A Machine Learning-Based Multiple Cloud Vertical Structure Parameter Prediction Algorithm Only Using OCO-2 Oxygen A-Band Measurements

Abstract

Measurements of the global cloud vertical structure (CVS) are critical to better understanding the effects of the CVS on climate. Current CVS algorithms based on OCO-2 have to be combined with cloud top height products from CALIPSO and CloudSat, which are no longer available after these two satellites left A-Train in 2018. In this paper, we derive a machine learning-based algorithm using only OCO-2 oxygen A-band hyperspectral measurements to simultaneously predict the cloud optical depth (COD), cloud top pressure (p_top), and cloud pressure thickness (CPT) of single-layer liquid clouds.
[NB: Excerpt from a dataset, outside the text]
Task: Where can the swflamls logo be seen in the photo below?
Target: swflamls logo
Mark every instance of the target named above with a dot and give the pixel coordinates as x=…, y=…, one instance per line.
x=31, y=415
For validation of real observations, the root mean square errors (RMSEs) of the COD, p_top, and CPT are 7.31 (versus the MYD06_L2), 35.06 hPa, and 26.66 hPa (versus the 2B-CLDCLASS-LIDAR). The new algorithm can also predict CVS parameters trained with p_tops from CALIPSO/CloudSat or CODs from MODIS. Controlled experiments show that known p_tops are more conducive to CPT prediction than known CODs, and experiments with both known CODs and p_tops obtain the best accuracy of RMSE = 20.82 hPa. Moreover, a comparison with OCO2CLD-LIDAR-AUX products that rely on CALIPSO shows that our CVS predictions only using OCO-2 measurements have better CODs for all clouds, better p_tops for clouds with a p_top < 900 hPa, and better CPTs for clouds with a CPT > 30 hPa.